I broke a spoke on an RS80 C50 wheel. Parts were $11 which included 4 spokes and 4 nipples. They don't sell singles


----------



## Jay Strongbow (May 8, 2010)

Mr645 said:


> I broke a spoke on an RS80 C50 wheel. Parts were $11 which included 4 spokes and 4 nipples. They don't sell singles


A quick google shows an MSRP of $9.99 for 1 spoke. But I'll somewhat stand corrected on spokes because I was thinking they were even more than that. Shimano 7900 C24 TL Spoke Front 282mm

And the only replacement rim I could find via google is £207.99 which is definitely steep unless you put these in the 'carbon rim' category which although they are part carbon I think they're in the same category as shallow alloy rims.
Shimano WH-7900-C24-CL-R rim for complete wheel, 20h rear, clincher - Buy Online | Fatbirds.co.uk


----------



## Oxtox (Aug 16, 2006)

my 7900 C24s were just mangled by a motorist and I considered trying to get them repaired using new rims and spokes...

but, given the difficulty of sourcing these parts and the costs involved (as well as not knowing if a re-built wheel would be as good as the original), it was much less hassle to just to purchase new 9000s.
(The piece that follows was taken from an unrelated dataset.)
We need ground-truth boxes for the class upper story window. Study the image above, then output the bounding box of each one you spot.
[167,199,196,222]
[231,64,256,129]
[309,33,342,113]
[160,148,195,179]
unfortunately, I liked the 7900 graphics and silver hubs far, far better than the new version.

pisser...


----------



## Patrick78 (Oct 9, 2013)

~10,000 miles on a pair of C24's with no issues under a 200lb rider. Nice wheels for climbing and descending. They spin up fast in a sprint.


----------



## Mr645 (Jun 14, 2013)

The C24, C35 and C50 are closer to a carbon rim then aluminum. The spokes attach to the carbon, which is the structure. It's kid of like a carbon wheel with an aluminum brake surface attached


----------